Both Begin and Sadat had domestic constituencies that were not happy with what they were doing, but they had the capacity to bring those constituencies forward.  

How much of it has to do with leadership? 

Begin relished the idea of being prime minister. He had been dissed, punched, pushed down. He had been relegated to unimportant status by the founder of the state of Israel David Ben-Gurion. Begin wanted desperately to do what Ben-Gurion could never do – reach a peace treaty with an Arab neighbor. He was only going to do it if it was in Israel’s long-term interest.

One of the major reasons it worked between ‘73 and ‘79 was because of Sadat. Sadat was different. Sadat wanted to do something for his country, for his people. He loved the adulation of the crowd. He loved being recognized. He loved being dressed up like he jumped out of Gentleman’s Quarterly. He loved to puff on his pipe. He was a show man. At the end of the day, he knew what was good for his country and his people. Americans and American Jews were spoiled by Sadat, and I think were surprised that Begin was as forthcoming as he was.

I don’t think we knew what we had at the time.

Are the challenges different today?

When you tell this history, you always have to do it with emphasis on context. Because most folks don’t remember what it was then, even those who were alive. Historical context and perspective are very difficult for the modern user of information to have as part of their knowledge bank. Everything is blogs. Everything is instant. Everything is quick. Think about it. We used to read articles and books until someone said ‘You don’t have to read that much. Just write an executive summary.’

Much has happened since 1979 to change the context. Anti-colonialists in the post-World War II are dead. Arab secular nationalism has failed. Islam as a platform for mobilization has expanded, or even exploded. The strength of Arab states is shivering or on the brink of maybe collapse. Insurgents are now part of the Middle East. American dependence on oil from the Middle East is virtually non-existent. The Cold War is over. Settlements got the territories. Twenty or 30 things have changed. And if the environment changes, it has an impact on the willingness of sides to compromise. Each of these items I mentioned all have an impact on whether a Palestinian-Israeli agreement is doable or will even stick.

If the treaty didn’t lead to other peace agreements, did it have an isolated impact? 

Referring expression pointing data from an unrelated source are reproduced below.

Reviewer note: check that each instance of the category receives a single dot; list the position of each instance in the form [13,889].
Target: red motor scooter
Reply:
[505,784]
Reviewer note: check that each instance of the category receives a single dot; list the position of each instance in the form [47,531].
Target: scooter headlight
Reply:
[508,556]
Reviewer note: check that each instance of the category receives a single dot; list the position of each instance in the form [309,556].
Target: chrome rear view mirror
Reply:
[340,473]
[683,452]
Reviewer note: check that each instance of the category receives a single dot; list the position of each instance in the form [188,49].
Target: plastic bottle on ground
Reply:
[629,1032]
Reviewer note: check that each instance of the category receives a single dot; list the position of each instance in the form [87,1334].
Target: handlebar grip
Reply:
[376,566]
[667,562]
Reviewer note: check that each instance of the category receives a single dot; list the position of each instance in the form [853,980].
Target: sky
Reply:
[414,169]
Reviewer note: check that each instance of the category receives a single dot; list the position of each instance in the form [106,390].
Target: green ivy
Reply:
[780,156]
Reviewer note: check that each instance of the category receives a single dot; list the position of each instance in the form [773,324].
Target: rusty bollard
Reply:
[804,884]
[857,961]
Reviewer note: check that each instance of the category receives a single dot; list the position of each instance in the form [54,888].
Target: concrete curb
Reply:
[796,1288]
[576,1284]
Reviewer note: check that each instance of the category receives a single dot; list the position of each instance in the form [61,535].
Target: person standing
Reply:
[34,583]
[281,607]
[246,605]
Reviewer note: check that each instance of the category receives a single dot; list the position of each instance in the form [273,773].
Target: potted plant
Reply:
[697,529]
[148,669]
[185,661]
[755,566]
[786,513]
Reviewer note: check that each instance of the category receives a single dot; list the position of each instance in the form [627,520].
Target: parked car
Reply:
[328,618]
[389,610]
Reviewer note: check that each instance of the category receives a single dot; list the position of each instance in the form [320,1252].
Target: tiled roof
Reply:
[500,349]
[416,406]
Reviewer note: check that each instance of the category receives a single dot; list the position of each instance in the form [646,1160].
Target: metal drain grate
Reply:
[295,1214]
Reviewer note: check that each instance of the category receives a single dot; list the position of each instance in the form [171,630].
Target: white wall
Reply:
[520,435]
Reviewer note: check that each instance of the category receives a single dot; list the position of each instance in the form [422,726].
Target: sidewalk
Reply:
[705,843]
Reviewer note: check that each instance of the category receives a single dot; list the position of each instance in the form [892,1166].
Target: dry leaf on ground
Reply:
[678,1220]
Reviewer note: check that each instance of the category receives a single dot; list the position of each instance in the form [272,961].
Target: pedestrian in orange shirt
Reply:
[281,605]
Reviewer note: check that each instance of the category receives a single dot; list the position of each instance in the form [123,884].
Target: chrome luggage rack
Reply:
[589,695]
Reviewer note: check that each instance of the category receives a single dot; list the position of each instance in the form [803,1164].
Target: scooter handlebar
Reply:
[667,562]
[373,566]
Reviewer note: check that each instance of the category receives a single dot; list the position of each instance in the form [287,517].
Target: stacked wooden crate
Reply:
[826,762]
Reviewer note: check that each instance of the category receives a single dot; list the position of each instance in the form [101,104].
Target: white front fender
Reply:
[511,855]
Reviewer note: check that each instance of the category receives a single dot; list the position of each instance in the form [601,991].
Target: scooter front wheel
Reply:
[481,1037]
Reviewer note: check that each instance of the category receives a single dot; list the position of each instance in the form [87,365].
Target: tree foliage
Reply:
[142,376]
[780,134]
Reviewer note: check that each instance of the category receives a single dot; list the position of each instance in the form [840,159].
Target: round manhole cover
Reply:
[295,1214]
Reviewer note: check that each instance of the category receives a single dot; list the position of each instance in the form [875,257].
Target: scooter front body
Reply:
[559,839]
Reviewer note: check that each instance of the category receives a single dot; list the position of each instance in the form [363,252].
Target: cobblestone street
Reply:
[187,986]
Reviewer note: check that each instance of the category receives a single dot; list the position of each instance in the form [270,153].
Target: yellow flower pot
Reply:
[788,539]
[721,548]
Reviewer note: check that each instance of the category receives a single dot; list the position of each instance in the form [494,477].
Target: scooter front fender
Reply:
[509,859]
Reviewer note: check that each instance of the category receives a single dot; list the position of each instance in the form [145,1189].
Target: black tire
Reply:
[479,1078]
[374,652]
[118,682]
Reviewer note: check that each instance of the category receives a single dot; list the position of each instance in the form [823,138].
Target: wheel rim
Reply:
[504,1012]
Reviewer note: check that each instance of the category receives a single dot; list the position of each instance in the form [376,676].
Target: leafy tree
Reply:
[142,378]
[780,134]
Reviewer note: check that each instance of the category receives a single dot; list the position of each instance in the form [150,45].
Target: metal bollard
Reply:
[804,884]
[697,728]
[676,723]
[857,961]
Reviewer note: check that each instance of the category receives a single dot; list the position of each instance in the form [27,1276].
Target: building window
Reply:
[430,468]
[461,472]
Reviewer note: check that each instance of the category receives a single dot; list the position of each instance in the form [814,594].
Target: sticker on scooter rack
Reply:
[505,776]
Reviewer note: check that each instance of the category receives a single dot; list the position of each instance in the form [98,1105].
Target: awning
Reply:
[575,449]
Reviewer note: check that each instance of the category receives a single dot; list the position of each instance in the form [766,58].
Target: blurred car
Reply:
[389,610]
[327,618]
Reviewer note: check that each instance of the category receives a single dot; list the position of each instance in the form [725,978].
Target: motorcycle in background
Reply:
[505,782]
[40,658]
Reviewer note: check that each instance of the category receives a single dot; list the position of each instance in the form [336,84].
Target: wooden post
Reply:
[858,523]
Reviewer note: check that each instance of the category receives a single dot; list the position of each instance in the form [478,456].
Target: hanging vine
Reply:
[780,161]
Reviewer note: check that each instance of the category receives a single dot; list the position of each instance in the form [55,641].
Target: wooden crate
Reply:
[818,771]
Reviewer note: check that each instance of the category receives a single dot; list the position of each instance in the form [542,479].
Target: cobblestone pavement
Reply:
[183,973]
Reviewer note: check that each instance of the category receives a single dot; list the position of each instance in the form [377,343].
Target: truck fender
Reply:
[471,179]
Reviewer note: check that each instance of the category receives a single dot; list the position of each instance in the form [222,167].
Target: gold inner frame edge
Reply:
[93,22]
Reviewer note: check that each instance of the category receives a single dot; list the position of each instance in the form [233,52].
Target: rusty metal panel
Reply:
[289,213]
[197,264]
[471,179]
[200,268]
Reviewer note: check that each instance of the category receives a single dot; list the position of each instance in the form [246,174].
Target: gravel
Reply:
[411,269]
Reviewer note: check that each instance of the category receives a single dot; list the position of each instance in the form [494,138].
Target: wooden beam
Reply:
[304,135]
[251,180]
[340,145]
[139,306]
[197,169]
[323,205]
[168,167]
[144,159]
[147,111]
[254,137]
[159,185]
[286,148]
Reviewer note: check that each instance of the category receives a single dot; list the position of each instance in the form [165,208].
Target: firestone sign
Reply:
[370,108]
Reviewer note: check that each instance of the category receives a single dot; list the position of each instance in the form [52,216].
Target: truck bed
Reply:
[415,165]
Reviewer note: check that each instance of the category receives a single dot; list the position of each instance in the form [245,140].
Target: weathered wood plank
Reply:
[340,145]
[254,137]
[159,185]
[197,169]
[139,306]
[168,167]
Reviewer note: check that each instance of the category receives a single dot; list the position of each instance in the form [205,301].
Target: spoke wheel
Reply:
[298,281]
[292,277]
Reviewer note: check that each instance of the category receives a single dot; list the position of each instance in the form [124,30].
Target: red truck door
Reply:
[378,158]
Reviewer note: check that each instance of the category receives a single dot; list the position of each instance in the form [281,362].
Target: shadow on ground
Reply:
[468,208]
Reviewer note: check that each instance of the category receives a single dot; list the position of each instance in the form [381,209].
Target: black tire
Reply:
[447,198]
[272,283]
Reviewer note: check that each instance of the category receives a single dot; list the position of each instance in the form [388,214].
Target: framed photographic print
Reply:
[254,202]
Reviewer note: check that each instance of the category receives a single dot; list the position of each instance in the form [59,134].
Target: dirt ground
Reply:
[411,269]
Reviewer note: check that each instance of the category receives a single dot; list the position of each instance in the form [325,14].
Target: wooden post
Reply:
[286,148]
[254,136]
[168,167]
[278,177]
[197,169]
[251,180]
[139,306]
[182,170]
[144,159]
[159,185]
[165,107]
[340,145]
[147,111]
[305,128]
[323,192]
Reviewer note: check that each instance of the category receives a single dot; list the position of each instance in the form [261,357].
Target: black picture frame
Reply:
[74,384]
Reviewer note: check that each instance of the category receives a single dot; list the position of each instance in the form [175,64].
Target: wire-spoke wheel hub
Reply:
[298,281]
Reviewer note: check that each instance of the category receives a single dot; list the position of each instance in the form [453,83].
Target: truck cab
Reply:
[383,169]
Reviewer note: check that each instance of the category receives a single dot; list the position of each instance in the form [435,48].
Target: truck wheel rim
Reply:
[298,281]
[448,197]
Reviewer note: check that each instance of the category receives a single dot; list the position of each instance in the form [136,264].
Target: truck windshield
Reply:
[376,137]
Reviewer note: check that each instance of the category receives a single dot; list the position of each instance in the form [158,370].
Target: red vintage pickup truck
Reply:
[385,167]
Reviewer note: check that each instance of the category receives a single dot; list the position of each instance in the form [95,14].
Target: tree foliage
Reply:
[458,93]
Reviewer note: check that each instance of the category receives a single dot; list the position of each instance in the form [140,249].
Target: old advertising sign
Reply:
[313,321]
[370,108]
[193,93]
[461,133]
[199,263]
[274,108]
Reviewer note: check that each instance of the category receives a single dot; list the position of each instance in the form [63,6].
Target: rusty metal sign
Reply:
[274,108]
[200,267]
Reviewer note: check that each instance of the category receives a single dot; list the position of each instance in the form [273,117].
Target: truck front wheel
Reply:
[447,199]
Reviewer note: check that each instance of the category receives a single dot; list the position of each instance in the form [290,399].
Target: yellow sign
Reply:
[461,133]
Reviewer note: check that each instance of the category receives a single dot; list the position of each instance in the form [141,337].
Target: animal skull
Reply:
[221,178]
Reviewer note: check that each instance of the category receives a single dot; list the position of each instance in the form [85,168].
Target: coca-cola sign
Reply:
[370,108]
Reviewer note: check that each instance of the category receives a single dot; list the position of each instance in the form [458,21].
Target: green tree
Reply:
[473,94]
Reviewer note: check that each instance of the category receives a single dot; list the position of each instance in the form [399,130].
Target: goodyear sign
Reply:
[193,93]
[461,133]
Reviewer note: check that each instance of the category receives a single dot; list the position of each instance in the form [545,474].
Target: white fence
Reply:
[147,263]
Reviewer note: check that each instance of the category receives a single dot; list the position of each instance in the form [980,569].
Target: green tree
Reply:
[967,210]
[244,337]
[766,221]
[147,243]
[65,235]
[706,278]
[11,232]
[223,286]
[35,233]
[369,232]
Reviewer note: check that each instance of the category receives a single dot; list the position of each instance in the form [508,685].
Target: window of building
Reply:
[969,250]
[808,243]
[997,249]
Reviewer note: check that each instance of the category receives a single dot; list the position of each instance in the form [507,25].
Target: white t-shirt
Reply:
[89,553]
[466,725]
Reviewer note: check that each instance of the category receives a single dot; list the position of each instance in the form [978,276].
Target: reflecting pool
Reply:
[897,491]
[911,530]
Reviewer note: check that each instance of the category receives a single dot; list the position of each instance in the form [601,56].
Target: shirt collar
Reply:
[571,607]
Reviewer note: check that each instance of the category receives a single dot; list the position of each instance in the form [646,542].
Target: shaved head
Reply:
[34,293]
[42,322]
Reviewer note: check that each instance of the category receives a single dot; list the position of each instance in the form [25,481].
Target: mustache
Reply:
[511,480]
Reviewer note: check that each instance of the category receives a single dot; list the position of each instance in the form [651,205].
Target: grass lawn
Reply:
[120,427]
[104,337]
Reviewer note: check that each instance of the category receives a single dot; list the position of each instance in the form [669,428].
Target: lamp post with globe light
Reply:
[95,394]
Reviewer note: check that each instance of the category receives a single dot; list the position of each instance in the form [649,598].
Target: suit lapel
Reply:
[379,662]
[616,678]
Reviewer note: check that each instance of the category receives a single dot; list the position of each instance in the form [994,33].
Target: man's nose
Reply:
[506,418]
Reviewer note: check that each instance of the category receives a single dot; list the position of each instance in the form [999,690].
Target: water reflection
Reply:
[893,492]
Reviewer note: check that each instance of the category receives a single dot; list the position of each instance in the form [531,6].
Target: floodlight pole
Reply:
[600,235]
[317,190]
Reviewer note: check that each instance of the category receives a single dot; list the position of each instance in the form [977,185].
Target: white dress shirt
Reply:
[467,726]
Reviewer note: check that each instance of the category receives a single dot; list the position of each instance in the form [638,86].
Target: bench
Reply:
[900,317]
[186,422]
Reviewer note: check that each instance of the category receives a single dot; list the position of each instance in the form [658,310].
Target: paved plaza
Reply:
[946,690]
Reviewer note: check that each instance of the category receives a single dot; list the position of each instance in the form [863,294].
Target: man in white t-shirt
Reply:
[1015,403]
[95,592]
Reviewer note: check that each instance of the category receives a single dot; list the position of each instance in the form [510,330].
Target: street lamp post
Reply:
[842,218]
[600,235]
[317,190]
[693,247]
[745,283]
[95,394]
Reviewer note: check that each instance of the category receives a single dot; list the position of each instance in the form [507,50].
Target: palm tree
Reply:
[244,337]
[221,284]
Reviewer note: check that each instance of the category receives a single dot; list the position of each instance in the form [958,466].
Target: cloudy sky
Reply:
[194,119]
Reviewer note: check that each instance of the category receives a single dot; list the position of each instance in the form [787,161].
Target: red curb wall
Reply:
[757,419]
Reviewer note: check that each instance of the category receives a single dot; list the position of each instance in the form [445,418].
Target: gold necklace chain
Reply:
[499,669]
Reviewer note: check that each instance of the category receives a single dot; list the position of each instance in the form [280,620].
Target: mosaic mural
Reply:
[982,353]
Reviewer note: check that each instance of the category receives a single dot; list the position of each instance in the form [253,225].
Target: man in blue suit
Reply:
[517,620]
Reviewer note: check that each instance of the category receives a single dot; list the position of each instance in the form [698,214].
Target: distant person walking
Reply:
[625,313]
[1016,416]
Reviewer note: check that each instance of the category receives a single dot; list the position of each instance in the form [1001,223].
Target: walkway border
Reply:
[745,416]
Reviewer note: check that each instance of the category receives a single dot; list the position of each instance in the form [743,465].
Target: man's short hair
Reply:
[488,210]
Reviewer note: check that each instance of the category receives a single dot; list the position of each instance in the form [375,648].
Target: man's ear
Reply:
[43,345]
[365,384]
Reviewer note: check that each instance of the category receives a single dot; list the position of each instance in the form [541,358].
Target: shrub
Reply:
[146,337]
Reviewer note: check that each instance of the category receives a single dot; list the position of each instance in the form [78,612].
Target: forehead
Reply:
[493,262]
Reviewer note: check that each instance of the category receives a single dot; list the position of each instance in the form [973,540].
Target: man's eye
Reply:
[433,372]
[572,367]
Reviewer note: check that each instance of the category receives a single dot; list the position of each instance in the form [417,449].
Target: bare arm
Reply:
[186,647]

There’s no shortage of solutions offered by the international community, think tanks and diplomats. There must be dozens of them, many of them we don’t even know about. That’s the one thing the Egyptian-Israel Treaty did. It unfolded a whole series of plans of what to do next. Not just from America, but it came from the Europeans. It came through the Oslo Accords.

The Egyptian-Israeli Treaty has stuck and remains in force because it’s in the interest of both countries. Israel does not want Egypt as an enemy, and Egypt wants a friendly border state to its east. Each of them has other issues on their respective borders that are really troubling. They can each say’ ‘I don’t have an issue with the Egyptian Israeli border, that’s one less border I don’t have to focus attention on.’

Despite this success, where did the Carter administration go wrong? 

We made a mistake in the Carter administration thinking we could have comprehensive peace. It just didn’t realize just how much difference there was amongst all the Arabs. Zbigniew Brzezinski (Carter’s national security advisor) acknowledged this. But when they came to office, they were focused on a comprehensive peace. Bring everyone together. Negotiate with rationale and logic. They’ll come to a conclusion, walk away and the lion will lie down with the lamb.

One of the great shortcomings of the Carter administration was its misunderstanding of Arab and Middle Eastern politics. They were interested in transactions and the art of the deal. That’s perfectly legitimate, but transactions that don’t change attitudes, or transactions that exist, but are undermined by mistrust, don’t last.